Presentation at JCrete.org

Robbe Pincket robbepincket at live.be
Mon Jul 24 08:54:15 UTC 2023


Hi David

I feel like I need to disagree on some points. The reason we had the log4j incident was not because people couldn’t validate their inputs, but a misuse of the api (imho due to a bad design decision).
The line `logger.info(value);` did not mean ‘log this value’ like most people expected it to mean, but instead ‘use this value as a format string’.
In my mind this is not unlike passing a user provided untrusted to `printf` in C.

Having a `LOG.”value: \{value}”` would solve this issue. You can’t provide a user provided untrusted string to the logger, only as one of the interpolation arguments, which in any reasonable design wouldn’t be interpreted as a template, only the string the programmer hardcoded into their code gets any template expansion. This means invoking a logger in the way Rémi wants to be able to invoke a logger, would have been more safe, and not less safe then we did (/do) with log4j.
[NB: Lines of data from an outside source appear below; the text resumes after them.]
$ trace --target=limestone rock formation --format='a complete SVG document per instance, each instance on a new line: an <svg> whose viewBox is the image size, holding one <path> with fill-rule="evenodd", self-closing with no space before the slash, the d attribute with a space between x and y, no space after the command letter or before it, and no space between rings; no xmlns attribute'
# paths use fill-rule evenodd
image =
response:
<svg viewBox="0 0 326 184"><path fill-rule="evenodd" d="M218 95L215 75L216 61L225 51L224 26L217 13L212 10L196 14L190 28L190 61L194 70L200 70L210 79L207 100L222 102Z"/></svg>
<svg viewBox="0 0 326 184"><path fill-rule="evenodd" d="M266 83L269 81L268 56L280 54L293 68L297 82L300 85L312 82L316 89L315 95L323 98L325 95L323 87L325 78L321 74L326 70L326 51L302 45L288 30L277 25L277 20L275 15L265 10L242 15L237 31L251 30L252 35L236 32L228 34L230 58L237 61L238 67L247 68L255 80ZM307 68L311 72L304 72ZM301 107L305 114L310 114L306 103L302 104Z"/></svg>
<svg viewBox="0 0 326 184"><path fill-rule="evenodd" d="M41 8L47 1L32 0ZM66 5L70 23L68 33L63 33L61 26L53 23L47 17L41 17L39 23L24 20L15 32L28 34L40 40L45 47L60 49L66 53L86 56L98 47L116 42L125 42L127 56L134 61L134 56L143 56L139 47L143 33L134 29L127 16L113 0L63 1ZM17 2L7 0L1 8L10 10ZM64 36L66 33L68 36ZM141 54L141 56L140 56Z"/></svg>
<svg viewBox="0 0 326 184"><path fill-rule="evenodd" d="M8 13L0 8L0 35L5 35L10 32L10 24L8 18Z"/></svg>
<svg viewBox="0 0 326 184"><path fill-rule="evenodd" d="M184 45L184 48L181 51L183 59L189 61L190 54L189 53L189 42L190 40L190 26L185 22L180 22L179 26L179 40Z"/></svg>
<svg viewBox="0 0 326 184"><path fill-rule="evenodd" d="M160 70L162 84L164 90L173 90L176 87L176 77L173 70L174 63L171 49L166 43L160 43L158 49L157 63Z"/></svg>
This does not mean I think having side effects to string interpolation is a good idea, and it also doesn’t mean that you can’t get this same safety with side effect free interpolation. If the logger’s log methods have an overload for a `Templated` object that would be returned by the `LOG.”...”` interpolation, one could just not template expand any `Strings` passed to the logger.
Having `logger.info(LOG.”value: \{value}”)` is a bit more unwieldly to some than just `LOG.”value: \{value}”`, so I think it’s gonna be inevitable that people are gonna add sideeffects somewhere to interpolations.

Kind regards
Robbe Pincket


________________________________
Van: amber-dev <amber-dev-retn at openjdk.org> namens David Alayachew <davidalayachew at gmail.com>
Verzonden: Monday, July 24, 2023 12:32:16 AM
Aan: forax at univ-mlv.fr <forax at univ-mlv.fr>
CC: Brian Goetz <brian.goetz at oracle.com>; amber-dev <amber-dev at openjdk.org>
Onderwerp: Re: Presentation at JCrete.org

Hello Rémi,

> May i ask why ?
>
> A logger process interpolated strings, combined with the
> new shiny syntax of the template processor, make sense to
> me.

1. Isn't the entire purpose of String interpolation to (safely) go from raw, unsanitized inputs into a fully formed String? Java allows us to go one step further and create output values other than a String, since doing so aligns perfectly with the broad goal of interpolation -- take raw inputs, sanitize them, and produce a clean, validated output. The JEP even says so in the final bullet of the goals section -- "Enable the creation of non-string values computed from literal text and embedded expressions without having to transit through an intermediate string representation." -- https://openjdk.org/jeps/430

2. And isn't the entire point why the Java team thought this was worth doing was not (just) because it was a simple boilerplate reduction, but because String interpolation is pretty much the front door for injection attacks? So, by attaching the "safe way" to the new shiny syntax, they have incentivized the right way for all developers.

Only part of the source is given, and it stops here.